As sales leaders seeking increased sales, the strange truth is that it won’t be achieved by seeking more sales. At least not in the usual way. When people sell more, it is rarely because they are urged to sell more — or threatened if they don’t.
Selling requires positive energy: optimism, hope, eagerness, and open-mindedness. People buy to make things better — either to remove a problem or attain a desired result. If the salesperson doesn’t represent some form of increased happiness, then people don’t buy.
So, what are sales leaders to do? Here are seven things you must provide if you want more sales.
All people like new and exciting destinations. Some say that people resist change. That’s not true. People resist unpleasant change — but try announcing that we’re all going to Disneyland and suddenly everyone’s on board. It is your job as the leader to get people enthused about what you want from and for them. Paint pictures, tell stories, give examples…show them the outcome. Once a desirable Target is clear, action will follow. Remember: Motivation is “motive” plus “action.” The Target is the motive — make it appealing.
If your target is the top of a sheer cliff, you’d better be looking for a ladder. Because, until people see it’s possible, they won’t take action. That is why Tools are necessary in your planning. The Tools might be information, updates, reports, or insider information, or they might be sales tools that make it easier for them to tell your story. The right Tools will make your salespeople more effective.

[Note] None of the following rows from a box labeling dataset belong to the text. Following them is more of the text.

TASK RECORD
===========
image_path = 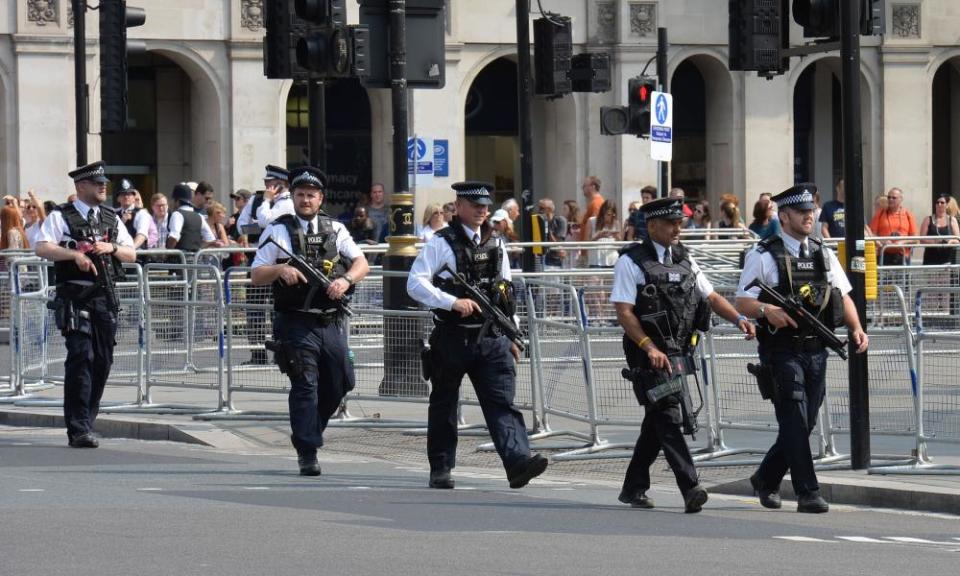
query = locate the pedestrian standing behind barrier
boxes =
[736,184,868,513]
[610,198,754,513]
[251,166,370,476]
[37,162,136,448]
[407,182,547,489]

Imagine having the world’s best software for selling, but you don’t know how to use it yet. Tools aren’t enough; there must be Training on how to use the tools with confidence.
That brings us to Time: If there’s not enough Time allowed for the Training to sink in and become a new skill, then the Tools won’t be able to serve you yet.
People thrive in an atmosphere of Truth. When they know what is true and what is not, decision making is easier. It’s the leader’s job to create an atmosphere where the Truth is always welcomed — even when it’s bad news. As Bill Gates said in his book Business at the Speed of Thought, “Bad news must travel fast.” The sooner we know what is so, the sooner we can take the appropriate action. The longer it is delayed, the fewer good options remain.
Touch means the human touch. If all that people get is bad news, they will start avoiding news updates. We need to provide the caring “touch” that shows we believe in their potential and we respect them as human beings. Without the personal assurance that your leader cares about you, there is little motivation to exert initiative. As Zig Ziglar said, “People don’t care how much you know until they know how much you care.”
Which brings us to Trust. It’s foolish to trust untrained people to do highly skilled work, but that doesn’t mean they aren’t to be trusted at all. Trust follows ability and intent. Train your people in the skills that matter. Increase the Trust you give them at each new skill level; then train their thinking to assure that they are seeking to help people with every sale. When you build a team of helpers who are seeking to serve others at a profit, you are building a powerful sales force.